CANopen is what our distributor friend here has. I had our super smart engineering staff come up with a board for them that adapts that CANopen connection on their device to Modbus TCP, EtherNet/IP and DeviceNet. That makes the device much more saleable in the US.
This is a pretty common occurrence for us. When we build EtherNet/IP Circuit boards, DeviceNet Circuit boards and Modbus TCP circuit boards we customize the device for the target network. When you interrogate the device you get all the identify information that is specific to their company and the objects that are specific to their application. You can’t get that kind of device representation with an off-the-shelf interface module like Anybus.

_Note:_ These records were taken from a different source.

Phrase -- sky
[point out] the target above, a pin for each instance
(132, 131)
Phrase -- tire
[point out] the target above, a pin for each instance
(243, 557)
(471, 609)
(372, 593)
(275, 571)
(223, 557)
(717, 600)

Another common request for us is to meet some sort of hard, footprint requirement. For example, Aquasensors needed a very tiny footprint DeviceNet board. And as far as I know the board pictured here is the smallest DeviceNet board ever made.

Picture of aquasensor board with quarter
AS I always say: “RTA is the Burger King” of industrial automation development. You get it your way…guaranteed.
Johnr






February 9th, 2010 at 12:19 am
Hi John,
I think you make some interesting and accurate statements regarding CANopen. In my opinion, the only factor which has really held CANopen back from becoming more popular in North America is that the one and only big PLC player in the US, Allen Bradley, spun Devicenet as way of controlling the I/O market. The two network protocols, CANopen and Devicenet provide almost identical network functions. I deal with CANopen on a daily basis, and have developed and programmed a CANopen stack so I’m very familiar with the protocol, and having helped many customers new to CANopen, in my opinion another major factor limiting the network being used more in North American industrial applications is the lack of good low cost network configuration tools and network adapters.